知识图谱查询引擎¶
创建知识图谱通常涉及专业且复杂的任务。然而,通过利用 Llama Index (LLM)、KnowledgeGraphIndex 和 GraphStore,我们可以方便地从 Llama Hub 支持的任何数据源创建相对有效的知识图谱。
此外,查询知识图谱通常需要与存储系统相关的领域特定知识,例如 Cypher。但是,借助 LLM 和 LlamaIndex KnowledgeGraphQueryEngine,这可以使用自然语言完成!
在此演示中,我们将指导您完成以下步骤:
- 使用 Llama Index 提取和设置知识图谱
- 使用 Cypher 查询知识图谱
- 使用自然语言查询知识图谱
如果您正在 colab 上打开此 Notebook,您可能需要安装 LlamaIndex 🦙。
%pip install llama-index-readers-wikipedia
%pip install llama-index-llms-azure-openai
%pip install llama-index-graph-stores-nebula
%pip install llama-index-llms-openai
%pip install llama-index-embeddings-azure-openai
!pip install llama-index
首先我们为 Llama Index 做一些基本准备。
OpenAI¶
# For OpenAI
import os
os.environ["OPENAI_API_KEY"] = "sk-..."
import logging
import sys
logging.basicConfig(
stream=sys.stdout, level=logging.INFO
) # logging.DEBUG for more verbose output
# define LLM
from llama_index.llms.openai import OpenAI
from llama_index.core import Settings
Settings.llm = OpenAI(temperature=0, model="gpt-3.5-turbo")
Settings.chunk_size = 512
Azure¶
from llama_index.llms.azure_openai import AzureOpenAI
from llama_index.embeddings.azure_openai import AzureOpenAIEmbedding
# For Azure OpenAI
api_key = "<api-key>"
azure_endpoint = "https://<your-resource-name>.openai.azure.com/"
api_version = "2023-07-01-preview"
llm = AzureOpenAI(
model="gpt-35-turbo-16k",
deployment_name="my-custom-llm",
api_key=api_key,
azure_endpoint=azure_endpoint,
api_version=api_version,
)
# You need to deploy your own embedding model as well as your own chat completion model
embed_model = AzureOpenAIEmbedding(
model="text-embedding-ada-002",
deployment_name="my-custom-embedding",
api_key=api_key,
azure_endpoint=azure_endpoint,
api_version=api_version,
)
from llama_index.core import Settings
Settings.llm = llm
Settings.embed_model = embed_model
Settings.chunk_size = 512
准备 NebulaGraph¶
在下一步创建知识图谱之前,请确保您已安装并运行 NebulaGraph,并且已定义数据模式。

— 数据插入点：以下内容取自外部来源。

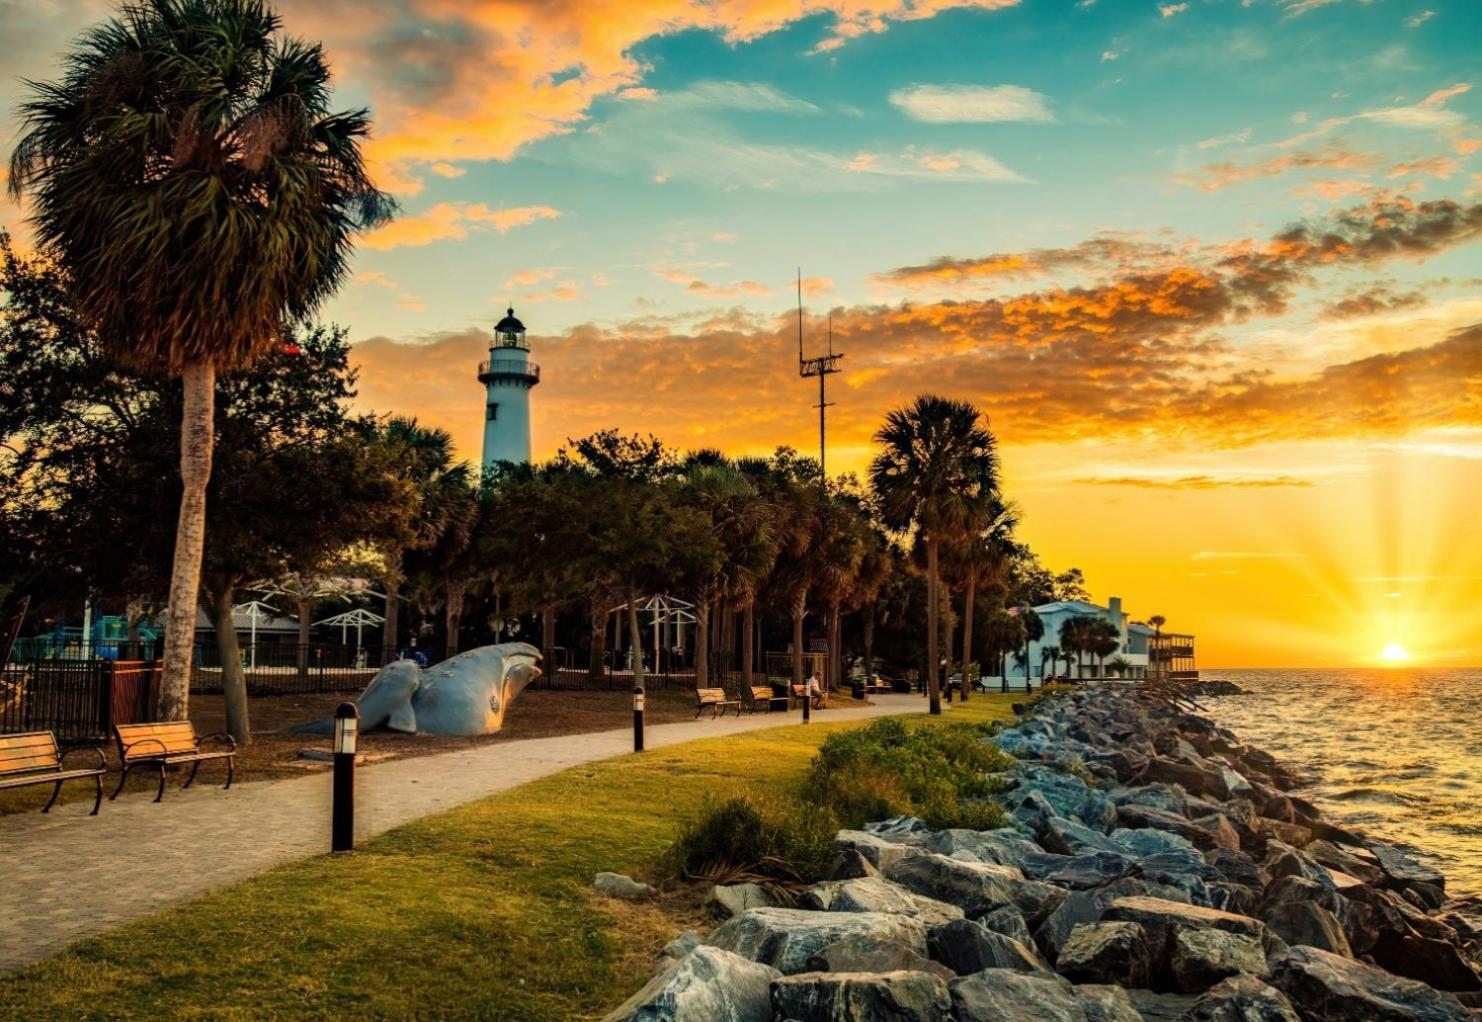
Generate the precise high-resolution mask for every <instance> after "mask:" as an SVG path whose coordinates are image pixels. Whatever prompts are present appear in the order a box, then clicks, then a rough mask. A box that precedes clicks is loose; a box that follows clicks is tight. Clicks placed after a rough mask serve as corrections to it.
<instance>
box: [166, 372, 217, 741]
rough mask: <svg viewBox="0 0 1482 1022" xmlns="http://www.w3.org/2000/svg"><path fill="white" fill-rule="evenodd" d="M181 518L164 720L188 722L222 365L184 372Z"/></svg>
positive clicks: (168, 630) (174, 574) (166, 663)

# Create a NebulaGraph (version 3.5.0 or newer) cluster with:
# Option 0 for machines with Docker: `curl -fsSL nebula-up.siwei.io/install.sh | bash`
# Option 1 for Desktop: NebulaGraph Docker Extension https://hub.docker.com/extensions/weygu/nebulagraph-dd-ext
# If not, create it with the following commands from NebulaGraph's console:
# CREATE SPACE llamaindex(vid_type=FIXED_STRING(256), partition_num=1, replica_factor=1);
# :sleep 10;
# USE llamaindex;
# CREATE TAG entity(name string);
# CREATE EDGE relationship(relationship string);
# :sleep 10;
# CREATE TAG INDEX entity_index ON entity(name(256));
%pip install ipython-ngql nebula3-python
os.environ["NEBULA_USER"] = "root"
os.environ["NEBULA_PASSWORD"] = "nebula" # default is "nebula"
os.environ[
"NEBULA_ADDRESS"
] = "127.0.0.1:9669" # assumed we have NebulaGraph installed locally
space_name = "llamaindex"
edge_types, rel_prop_names = ["relationship"], [
"relationship"
] # default, could be omit if create from an empty kg
tags = ["entity"] # default, could be omit if create from an empty kg
Requirement already satisfied: ipython-ngql in /Users/loganmarkewich/llama_index/llama-index/lib/python3.9/site-packages (0.5)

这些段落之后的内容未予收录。